Jan 7, 2025, 7:34 AM
Jan 7, 2025, 7:34 AM

Close Brothers appoints Mike Morgan as new chief during car finance crisis

Highlights
  • Adrian Sainsbury officially stepped down as CEO of Close Brothers on January 6, 2025, after a medical leave starting in September.
  • Mike Morgan, a senior executive, was appointed to replace Sainsbury, taking over during a critical moment for the motor finance industry.
  • The motor finance sector braces for potential £30 billion in compensation costs related to mis-selling of loans amid regulatory investigations.
Story

In the United Kingdom, Adrian Sainsbury, former chief executive of motor finance company Close Brothers, stepped down on January 6, 2025, after an extended period of medical leave. He had been on leave since September 2024, and his resignation follows a challenging period that included significant industry turmoil related to car finance. Mike Morgan, who served as the finance director and acted as interim chief executive for several months, has been appointed to lead the organization permanently. Morgan's deep knowledge of the company is expected to ensure continuity in leadership during a critical period for the motor finance industry. The motor finance sector faces mounting pressure as it approaches a potential crisis over legal rulings related to commission payments to car dealers. A decision from the UK Supreme Court is anticipated that could uphold a previous Court of Appeal ruling, declaring it unlawful for dealers to earn commissions from lenders without the customer's informed consent. This ruling has the potential to unleash a wave of complaints from consumers who believe they may have been mis-sold car finance agreements. As a result, lenders like Close Brothers are bracing for significant compensation costs, estimated to reach around £30 billion.
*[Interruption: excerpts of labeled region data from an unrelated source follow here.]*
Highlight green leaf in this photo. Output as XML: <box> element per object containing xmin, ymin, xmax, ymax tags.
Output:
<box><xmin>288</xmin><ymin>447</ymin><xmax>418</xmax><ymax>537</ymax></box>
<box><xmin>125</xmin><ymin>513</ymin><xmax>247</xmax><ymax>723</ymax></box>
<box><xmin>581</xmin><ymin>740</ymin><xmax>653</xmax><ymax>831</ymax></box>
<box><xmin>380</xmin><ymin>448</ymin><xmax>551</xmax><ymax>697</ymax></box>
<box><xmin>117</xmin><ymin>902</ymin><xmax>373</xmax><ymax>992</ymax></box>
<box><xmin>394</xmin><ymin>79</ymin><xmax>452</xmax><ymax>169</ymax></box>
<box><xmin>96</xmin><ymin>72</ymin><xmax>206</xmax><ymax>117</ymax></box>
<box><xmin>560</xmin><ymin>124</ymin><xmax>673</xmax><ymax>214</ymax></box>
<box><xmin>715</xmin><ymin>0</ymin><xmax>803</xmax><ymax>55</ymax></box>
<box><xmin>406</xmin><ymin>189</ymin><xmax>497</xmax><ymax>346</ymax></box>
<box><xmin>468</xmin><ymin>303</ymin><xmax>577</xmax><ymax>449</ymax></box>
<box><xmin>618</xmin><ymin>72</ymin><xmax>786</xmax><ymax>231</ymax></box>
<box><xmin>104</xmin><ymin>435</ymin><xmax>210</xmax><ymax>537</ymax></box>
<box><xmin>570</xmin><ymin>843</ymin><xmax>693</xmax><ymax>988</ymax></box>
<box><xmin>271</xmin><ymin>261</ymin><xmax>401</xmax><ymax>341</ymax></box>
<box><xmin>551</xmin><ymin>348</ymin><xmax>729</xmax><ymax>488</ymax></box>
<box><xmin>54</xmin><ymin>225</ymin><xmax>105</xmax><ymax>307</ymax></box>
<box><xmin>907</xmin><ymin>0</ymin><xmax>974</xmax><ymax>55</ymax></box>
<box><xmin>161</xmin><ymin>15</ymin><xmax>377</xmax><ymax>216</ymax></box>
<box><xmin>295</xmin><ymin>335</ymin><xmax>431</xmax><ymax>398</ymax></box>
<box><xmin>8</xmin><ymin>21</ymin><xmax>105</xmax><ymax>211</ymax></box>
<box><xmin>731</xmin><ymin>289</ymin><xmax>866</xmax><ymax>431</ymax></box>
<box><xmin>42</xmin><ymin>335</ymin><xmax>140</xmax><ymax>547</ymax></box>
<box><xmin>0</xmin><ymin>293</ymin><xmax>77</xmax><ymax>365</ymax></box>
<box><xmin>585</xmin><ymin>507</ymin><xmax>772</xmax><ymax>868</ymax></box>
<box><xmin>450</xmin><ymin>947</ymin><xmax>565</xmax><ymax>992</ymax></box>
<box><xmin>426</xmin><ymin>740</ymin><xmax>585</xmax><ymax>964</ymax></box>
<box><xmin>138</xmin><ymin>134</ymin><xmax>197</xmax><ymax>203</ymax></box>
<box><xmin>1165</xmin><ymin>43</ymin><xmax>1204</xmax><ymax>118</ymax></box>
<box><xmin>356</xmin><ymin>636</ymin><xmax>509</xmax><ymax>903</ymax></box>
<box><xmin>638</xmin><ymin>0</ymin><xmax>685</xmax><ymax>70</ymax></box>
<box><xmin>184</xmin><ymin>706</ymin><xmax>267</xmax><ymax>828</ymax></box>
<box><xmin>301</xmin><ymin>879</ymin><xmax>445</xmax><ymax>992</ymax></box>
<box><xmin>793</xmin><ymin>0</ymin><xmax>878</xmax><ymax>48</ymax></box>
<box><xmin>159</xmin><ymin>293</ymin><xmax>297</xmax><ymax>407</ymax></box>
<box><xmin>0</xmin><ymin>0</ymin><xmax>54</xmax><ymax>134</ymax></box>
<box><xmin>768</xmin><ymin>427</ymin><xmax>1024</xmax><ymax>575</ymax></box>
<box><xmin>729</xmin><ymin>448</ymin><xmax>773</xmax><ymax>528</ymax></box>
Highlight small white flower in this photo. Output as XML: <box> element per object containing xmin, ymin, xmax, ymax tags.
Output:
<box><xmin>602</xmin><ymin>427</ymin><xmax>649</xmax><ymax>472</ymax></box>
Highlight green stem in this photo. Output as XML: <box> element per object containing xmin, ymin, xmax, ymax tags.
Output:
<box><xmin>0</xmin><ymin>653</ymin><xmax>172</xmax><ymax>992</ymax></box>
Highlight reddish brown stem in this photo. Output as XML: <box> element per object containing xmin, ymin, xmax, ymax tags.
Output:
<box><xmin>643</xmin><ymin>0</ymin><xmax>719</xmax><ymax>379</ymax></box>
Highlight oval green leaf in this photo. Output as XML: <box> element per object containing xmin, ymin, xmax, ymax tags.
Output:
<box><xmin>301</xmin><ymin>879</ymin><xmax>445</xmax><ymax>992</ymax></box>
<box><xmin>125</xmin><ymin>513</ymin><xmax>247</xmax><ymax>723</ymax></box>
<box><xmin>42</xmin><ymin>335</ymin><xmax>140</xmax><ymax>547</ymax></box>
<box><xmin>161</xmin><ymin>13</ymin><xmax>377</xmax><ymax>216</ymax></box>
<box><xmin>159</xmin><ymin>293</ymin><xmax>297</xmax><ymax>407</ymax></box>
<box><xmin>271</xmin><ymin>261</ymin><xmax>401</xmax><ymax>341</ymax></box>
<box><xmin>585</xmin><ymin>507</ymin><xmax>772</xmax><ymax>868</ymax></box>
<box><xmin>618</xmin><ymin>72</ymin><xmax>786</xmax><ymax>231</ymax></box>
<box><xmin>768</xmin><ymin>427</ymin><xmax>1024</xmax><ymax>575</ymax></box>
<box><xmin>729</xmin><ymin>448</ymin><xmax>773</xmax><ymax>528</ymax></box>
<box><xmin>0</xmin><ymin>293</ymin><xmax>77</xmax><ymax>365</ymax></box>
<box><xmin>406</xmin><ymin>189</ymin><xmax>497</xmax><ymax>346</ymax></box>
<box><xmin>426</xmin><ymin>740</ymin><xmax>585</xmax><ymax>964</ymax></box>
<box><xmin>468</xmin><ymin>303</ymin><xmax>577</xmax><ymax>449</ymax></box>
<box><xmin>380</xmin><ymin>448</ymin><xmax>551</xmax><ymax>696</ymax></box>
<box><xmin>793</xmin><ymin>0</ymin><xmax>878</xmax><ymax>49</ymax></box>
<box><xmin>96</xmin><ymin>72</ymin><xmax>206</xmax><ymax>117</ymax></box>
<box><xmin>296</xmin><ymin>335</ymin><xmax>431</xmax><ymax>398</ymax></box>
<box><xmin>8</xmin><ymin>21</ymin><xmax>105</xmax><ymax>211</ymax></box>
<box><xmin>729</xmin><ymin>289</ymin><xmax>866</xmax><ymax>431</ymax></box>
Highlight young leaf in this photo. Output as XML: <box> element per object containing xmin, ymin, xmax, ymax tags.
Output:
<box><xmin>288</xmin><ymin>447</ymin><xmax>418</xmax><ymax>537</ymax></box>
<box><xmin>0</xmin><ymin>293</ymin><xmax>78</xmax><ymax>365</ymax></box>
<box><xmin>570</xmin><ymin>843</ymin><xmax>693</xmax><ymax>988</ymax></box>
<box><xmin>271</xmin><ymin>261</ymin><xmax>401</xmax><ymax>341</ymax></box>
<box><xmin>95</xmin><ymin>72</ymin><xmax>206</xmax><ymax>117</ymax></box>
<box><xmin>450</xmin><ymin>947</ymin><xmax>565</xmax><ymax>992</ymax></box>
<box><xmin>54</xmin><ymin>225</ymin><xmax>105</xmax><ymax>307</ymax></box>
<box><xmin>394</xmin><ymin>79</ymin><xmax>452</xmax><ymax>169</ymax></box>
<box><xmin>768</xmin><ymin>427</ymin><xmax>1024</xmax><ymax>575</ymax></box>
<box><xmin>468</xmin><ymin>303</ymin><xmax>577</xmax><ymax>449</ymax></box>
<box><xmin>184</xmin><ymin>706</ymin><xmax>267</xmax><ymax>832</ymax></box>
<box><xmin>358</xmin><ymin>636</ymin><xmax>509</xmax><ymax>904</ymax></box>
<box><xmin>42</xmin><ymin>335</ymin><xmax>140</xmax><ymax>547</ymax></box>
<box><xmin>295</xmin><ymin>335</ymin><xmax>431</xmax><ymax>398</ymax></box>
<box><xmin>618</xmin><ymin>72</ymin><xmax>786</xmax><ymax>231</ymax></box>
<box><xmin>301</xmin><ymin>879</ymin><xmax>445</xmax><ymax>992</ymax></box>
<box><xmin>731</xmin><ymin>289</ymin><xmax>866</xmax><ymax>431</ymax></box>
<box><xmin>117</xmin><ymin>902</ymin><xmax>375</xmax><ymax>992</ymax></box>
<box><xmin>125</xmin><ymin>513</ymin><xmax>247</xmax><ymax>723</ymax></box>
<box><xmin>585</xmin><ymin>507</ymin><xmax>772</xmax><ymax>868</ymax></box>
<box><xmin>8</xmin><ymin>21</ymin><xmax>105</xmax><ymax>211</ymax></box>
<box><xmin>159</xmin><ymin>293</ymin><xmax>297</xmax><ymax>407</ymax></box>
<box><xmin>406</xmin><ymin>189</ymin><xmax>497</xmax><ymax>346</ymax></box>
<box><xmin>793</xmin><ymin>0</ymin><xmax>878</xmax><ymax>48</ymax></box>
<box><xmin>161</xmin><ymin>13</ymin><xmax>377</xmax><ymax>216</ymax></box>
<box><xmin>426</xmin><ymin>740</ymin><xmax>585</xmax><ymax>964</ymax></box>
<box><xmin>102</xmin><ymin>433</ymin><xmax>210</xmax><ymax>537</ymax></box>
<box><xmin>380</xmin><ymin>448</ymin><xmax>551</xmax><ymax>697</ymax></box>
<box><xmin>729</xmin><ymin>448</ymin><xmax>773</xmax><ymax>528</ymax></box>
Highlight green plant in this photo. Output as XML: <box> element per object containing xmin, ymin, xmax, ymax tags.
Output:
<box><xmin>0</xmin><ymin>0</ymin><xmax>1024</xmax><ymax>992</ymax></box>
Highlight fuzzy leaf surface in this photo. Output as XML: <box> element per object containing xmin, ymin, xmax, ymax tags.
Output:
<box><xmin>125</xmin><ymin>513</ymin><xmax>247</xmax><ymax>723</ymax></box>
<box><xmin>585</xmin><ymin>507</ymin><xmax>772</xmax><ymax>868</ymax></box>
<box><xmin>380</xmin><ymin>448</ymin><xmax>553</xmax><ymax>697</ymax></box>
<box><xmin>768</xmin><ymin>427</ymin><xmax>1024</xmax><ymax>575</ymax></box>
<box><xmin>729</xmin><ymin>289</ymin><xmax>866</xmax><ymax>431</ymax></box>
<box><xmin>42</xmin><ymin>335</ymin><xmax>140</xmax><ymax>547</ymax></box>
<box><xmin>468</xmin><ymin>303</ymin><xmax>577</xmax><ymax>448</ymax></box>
Close Brothers, like many other lending institutions, has set aside hundreds of millions of pounds to prepare for these liabilities. The Financial Conduct Authority (FCA) is also conducting an investigation into possible misconduct within the motor finance market. They have suggested that almost 99% of car finance agreements made between 2007 and 2021 included undisclosed commission payments to brokers, indicating widespread issues potentially affecting a large number of consumers. Mike Biggs, chairman of Close Brothers, praised Sainsbury for his leadership during a challenging period that included the impacts of the COVID-19 pandemic and geopolitical uncertainties. Biggs expressed confidence that Morgan's extensive experience will guide the company through this turbulent time and help in executing its ongoing strategies effectively as it faces unprecedented challenges.